Segundo Editorial do Estadão, 21/06/2023

 

Conversa fiada com o presidente

Opinião do Estadão

Como se estivesse jogando conversa fora com os amigos, Lula usa o aparato estatal de TV para acusar Bolsonaro de tramar golpe, alimentando a polarização que mobiliza seus devotos

Do que se viu durante as duas primeiras edições da Conversa com o presidente, programa semanal ao vivo transmitido pelas páginas oficiais da Presidência e pelos canais da TV Brasil na internet, as lives do presidente Lula da Silva só não são toscas como as protagonizadas por Jair Bolsonaro. Fora a notável mudança no apuro técnico das transmissões, permanece a mixórdia entre desinformação, propaganda de atos do governo, autopromoção e uso do aparato estatal – no caso, o Palácio da Alvorada e os equipamentos e servidores da Empresa Brasil de Comunicação (EBC) – para servir aos interesses políticos privados do governante de plantão.

Na segunda-feira passada, por exemplo, Lula usou a live para acusar Bolsonaro de “coordenar um golpe” para impedir sua posse. Ou seja, o petista, como se não fosse presidente e como se estivesse com amigos numa mesa de bar, sem responsabilidade nenhuma, se apropriou de uma transmissão viabilizada por recursos públicos para difundir suas teorias sobre Bolsonaro. “Já está provado que eles (os bolsonaristas) tentaram dar um golpe”, afirmou Lula. “E coordenado pelo ex-presidente, que agora tenta negar”, concluiu o presidente. Em seguida, talvez se lembrando de que não estava ali na condição de cidadão comum, tratou de dizer que tudo será investigado “com muita tranquilidade” e que “todo mundo terá a chance de se defender”. Que bom.

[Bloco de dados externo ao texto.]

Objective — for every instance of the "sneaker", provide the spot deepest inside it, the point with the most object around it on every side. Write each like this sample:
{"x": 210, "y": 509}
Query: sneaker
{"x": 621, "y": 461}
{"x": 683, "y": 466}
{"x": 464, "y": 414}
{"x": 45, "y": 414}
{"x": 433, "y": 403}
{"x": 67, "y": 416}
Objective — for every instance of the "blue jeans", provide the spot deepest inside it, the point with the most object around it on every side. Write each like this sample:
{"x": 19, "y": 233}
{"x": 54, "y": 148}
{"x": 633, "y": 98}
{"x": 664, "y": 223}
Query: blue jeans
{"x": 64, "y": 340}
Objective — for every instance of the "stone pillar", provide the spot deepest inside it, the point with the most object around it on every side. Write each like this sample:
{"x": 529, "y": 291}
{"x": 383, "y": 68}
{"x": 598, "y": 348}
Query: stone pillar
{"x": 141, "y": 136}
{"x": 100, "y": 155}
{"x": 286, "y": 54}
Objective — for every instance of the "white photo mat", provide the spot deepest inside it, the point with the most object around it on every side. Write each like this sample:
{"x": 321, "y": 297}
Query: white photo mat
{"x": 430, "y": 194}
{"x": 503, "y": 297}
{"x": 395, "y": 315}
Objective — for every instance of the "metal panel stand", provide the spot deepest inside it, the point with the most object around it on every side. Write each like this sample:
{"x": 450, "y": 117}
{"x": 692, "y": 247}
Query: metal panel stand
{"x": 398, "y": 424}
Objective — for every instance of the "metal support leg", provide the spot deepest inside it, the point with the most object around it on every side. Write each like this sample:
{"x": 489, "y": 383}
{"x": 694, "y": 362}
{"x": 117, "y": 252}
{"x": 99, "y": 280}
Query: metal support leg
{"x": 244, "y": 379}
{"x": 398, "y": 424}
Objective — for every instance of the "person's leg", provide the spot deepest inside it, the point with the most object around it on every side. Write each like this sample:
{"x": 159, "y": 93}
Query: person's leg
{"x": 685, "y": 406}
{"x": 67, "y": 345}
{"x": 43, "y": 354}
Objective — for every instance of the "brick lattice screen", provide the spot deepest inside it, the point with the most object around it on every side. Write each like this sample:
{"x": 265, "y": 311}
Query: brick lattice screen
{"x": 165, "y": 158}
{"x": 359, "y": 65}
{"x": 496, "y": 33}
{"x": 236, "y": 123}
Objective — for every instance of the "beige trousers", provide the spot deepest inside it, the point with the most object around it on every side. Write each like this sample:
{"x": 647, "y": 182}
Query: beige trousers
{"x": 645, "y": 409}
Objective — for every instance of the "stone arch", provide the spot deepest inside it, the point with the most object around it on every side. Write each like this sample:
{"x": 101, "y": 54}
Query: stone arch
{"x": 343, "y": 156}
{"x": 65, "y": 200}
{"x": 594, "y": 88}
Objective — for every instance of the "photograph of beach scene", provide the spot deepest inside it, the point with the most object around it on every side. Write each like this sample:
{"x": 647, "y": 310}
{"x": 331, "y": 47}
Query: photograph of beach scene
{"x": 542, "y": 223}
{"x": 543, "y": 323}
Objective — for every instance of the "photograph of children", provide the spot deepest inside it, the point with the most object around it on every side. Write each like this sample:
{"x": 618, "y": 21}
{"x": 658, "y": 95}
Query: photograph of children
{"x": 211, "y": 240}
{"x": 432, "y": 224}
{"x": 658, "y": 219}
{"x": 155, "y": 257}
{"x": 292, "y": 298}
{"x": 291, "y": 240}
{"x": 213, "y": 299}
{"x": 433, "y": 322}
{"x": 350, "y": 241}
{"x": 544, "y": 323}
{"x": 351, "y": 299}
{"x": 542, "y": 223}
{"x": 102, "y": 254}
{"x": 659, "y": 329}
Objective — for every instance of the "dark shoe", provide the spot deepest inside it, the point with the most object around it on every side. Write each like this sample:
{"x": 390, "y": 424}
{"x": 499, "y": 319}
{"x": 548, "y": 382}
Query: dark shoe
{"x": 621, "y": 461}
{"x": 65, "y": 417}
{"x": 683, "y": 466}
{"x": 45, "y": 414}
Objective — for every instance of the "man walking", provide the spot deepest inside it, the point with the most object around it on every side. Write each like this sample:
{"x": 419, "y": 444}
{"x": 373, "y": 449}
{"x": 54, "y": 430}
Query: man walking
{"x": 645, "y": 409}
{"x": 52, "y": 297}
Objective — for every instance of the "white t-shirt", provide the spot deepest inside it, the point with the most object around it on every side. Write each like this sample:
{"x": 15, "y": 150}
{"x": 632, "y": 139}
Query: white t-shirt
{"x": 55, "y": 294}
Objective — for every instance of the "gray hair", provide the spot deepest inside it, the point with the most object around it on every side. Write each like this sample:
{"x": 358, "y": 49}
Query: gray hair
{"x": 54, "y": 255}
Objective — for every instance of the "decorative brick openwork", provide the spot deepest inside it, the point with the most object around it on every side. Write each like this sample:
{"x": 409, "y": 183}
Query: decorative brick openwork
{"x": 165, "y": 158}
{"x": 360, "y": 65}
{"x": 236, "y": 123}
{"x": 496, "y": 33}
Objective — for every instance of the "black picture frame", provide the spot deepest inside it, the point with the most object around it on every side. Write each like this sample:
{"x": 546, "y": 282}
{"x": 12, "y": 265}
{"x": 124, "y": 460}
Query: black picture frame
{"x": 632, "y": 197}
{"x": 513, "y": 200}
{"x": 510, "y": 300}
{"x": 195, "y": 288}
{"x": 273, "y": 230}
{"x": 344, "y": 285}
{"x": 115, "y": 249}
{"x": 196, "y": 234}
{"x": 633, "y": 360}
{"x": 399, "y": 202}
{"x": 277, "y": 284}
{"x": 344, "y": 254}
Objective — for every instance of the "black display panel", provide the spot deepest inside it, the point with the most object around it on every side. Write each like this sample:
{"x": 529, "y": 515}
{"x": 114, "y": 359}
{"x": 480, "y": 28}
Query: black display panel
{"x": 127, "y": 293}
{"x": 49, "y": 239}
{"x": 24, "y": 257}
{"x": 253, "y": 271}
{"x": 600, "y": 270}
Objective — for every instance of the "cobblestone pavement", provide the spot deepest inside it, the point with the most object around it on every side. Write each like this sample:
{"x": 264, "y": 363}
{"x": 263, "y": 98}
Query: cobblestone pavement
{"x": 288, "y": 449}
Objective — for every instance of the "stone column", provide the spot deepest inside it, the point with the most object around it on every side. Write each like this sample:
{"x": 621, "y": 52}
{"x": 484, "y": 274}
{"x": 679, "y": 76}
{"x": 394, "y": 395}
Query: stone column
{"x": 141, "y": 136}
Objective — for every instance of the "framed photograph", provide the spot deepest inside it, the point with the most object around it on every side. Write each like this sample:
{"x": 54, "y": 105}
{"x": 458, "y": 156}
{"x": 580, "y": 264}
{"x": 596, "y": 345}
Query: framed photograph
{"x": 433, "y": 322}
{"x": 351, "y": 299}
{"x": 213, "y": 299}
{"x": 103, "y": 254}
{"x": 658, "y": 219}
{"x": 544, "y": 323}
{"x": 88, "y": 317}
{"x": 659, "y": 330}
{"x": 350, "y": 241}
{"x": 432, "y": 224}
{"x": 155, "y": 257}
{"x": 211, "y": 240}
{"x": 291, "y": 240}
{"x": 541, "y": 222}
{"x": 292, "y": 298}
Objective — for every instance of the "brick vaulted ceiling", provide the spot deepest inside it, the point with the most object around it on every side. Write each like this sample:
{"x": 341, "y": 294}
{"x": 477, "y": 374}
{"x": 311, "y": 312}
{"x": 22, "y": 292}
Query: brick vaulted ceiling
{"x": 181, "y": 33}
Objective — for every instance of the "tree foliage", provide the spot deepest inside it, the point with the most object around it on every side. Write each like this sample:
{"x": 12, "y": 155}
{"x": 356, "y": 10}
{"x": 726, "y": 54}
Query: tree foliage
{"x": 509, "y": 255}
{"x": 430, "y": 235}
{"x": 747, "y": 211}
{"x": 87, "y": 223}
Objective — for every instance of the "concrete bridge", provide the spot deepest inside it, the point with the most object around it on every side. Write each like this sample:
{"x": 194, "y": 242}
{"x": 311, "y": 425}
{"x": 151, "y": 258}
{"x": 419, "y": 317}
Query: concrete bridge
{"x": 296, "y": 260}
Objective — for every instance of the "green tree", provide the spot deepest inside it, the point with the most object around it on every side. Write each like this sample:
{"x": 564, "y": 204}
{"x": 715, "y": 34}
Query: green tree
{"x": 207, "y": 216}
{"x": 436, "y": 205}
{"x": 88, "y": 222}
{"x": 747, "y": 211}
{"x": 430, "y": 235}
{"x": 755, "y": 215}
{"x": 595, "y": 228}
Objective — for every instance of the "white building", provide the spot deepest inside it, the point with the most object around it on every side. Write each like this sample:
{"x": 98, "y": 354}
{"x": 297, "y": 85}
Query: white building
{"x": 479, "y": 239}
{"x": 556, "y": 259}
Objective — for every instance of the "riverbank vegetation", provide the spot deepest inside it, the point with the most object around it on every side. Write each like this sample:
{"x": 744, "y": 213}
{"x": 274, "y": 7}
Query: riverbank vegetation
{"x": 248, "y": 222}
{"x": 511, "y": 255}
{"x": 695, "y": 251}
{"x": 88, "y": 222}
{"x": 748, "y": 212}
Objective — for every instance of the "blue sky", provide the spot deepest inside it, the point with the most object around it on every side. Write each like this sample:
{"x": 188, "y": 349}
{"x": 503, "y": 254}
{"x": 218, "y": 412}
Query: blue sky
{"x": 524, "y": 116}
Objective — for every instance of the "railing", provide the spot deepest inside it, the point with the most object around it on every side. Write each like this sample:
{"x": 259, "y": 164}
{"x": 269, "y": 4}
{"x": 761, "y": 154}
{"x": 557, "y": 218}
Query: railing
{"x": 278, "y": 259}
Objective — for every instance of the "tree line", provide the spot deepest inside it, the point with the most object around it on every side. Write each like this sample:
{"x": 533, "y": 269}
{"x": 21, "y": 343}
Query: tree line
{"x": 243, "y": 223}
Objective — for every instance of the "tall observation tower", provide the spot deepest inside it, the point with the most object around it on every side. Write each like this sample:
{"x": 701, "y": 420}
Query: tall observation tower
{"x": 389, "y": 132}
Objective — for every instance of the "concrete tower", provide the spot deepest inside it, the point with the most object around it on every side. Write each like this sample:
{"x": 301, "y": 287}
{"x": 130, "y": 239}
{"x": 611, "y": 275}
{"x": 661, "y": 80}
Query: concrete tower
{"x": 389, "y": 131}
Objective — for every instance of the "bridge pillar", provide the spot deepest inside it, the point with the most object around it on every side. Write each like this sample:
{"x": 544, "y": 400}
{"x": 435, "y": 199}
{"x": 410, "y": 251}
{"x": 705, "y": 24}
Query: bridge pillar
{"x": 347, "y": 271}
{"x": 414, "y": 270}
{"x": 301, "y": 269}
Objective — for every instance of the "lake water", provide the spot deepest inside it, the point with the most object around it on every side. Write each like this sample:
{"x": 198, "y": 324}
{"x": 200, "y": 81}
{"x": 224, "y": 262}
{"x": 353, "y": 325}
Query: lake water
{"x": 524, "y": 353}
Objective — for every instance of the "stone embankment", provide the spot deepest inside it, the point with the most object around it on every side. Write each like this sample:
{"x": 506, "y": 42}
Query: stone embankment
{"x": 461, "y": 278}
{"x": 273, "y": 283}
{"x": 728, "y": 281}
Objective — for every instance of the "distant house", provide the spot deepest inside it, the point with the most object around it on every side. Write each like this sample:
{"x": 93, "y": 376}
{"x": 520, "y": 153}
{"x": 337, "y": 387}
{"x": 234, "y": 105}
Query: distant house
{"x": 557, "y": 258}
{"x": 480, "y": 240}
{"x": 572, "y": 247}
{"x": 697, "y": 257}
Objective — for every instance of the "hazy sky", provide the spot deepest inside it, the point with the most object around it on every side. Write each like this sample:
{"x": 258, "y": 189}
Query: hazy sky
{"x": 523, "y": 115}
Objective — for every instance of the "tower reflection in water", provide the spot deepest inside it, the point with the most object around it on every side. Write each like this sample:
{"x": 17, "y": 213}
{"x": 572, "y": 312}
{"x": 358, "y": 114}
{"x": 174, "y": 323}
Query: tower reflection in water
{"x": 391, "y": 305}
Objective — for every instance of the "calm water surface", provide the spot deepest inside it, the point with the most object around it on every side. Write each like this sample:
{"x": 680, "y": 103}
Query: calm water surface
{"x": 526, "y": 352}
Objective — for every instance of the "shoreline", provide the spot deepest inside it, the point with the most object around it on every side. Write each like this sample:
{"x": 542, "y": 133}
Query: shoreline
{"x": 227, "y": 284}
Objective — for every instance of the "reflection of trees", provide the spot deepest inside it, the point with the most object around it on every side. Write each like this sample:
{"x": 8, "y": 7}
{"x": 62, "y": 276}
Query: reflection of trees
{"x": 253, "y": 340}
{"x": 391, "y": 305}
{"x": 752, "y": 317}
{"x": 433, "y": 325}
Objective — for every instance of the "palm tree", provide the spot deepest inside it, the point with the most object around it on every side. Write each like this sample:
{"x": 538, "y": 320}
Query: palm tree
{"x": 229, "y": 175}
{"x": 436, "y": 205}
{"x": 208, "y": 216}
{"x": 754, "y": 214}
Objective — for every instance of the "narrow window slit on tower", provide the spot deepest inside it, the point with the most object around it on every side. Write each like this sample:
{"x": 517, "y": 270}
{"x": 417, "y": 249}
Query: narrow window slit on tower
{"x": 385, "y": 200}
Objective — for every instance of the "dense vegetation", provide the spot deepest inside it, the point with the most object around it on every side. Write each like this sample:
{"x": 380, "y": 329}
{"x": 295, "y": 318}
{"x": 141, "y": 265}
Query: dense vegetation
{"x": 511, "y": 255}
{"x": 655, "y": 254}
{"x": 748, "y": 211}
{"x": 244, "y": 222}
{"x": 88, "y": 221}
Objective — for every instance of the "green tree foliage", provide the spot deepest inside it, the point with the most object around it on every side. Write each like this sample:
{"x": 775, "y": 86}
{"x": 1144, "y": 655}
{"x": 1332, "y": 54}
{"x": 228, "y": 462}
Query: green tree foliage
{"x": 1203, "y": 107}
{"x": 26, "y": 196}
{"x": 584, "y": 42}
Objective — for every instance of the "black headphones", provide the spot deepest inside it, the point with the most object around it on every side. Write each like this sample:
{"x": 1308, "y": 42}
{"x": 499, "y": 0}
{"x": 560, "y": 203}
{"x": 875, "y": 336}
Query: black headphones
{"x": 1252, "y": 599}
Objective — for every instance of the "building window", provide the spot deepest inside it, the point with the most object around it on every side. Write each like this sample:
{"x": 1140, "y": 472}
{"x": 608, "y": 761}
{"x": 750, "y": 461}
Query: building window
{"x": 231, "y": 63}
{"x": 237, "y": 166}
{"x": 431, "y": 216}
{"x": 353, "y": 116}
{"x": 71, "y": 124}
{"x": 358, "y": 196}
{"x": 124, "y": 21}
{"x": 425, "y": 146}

Ora, como presidente, não cabe a Lula fazer esse tipo de acusação. Afinal, a eventual responsabilidade de Bolsonaro pelo infame 8 de Janeiro é objeto de investigação pela Polícia Federal (PF) que ainda está em andamento. A natureza de Lula, porém, sempre fala mais alto do que atributos mínimos esperados de um presidente da República, como temperança, decoro e institucionalidade.

As acusações de Lula já seriam temerárias mesmo se tivessem sido feitas durante entrevista ou conversa informal. Tanto pior quando veiculadas por canais oficiais de comunicação, que não se prestam a esse tipo de discurso político e, vale lembrar, têm seu uso muito bem regulamentado por lei. Ademais, como qualquer ato da administração pública, a comunicação do presidente e de representantes do governo deve ser orientada pelo interesse público. A Constituição é de uma clareza solar ao enumerar, em seu artigo 37, os princípios norteadores do comportamento de agentes públicos.

Onde estaria a utilidade pública, a justificar o emprego do aparato estatal como plataforma de comunicação, nas acusações formuladas por Lula contra seu antecessor? Pode-se dizer que é do mais alto interesse dos cidadãos conhecer o grau de envolvimento de Bolsonaro, na condição de presidente e comandante supremo das Forças Armadas, na trama para subverter o Estado Democrático de Direito no País após a sua derrota na eleição do ano passado. Mas não cabe a Lula dizer se Bolsonaro é culpado pela intentona ou se deve ou não ser punido pela tentativa de sublevação. Isso é tarefa do Judiciário, após a conclusão das investigações da PF e do oferecimento de uma denúncia formulada pelo Ministério Público.

Esse modelo de lives, a pretexto de estabelecer uma “comunicação direta” – como se isso existisse – entre governante e população, tão ao feitio de populistas, é ruim por si só, pois implica o rebaixamento do debate público democrático, haja vista que o presidente fica protegido de perguntas incômodas que lhe seriam feitas por jornalistas profissionais e independentes. É tanto pior porque, no caso das lives de Lula e de Bolsonaro, se presta a manter vivo o extremismo político que só interessa aos dois e às suas hostes de apoiadores mais radicais. Não serve de nada ao Brasil.

A pacificação nacional, tão almejada por tantos brasileiros, só haverá de vir pelo respeito às leis, ao devido processo legal e às instituições republicanas. Como presidente da República, Lula deveria ser o primeiro a compreender isso – e dar o exemplo. Mas é ocioso esperar esse movimento do petista, cujo compromisso com a pacificação nacional durou o tempo exato da campanha eleitoral.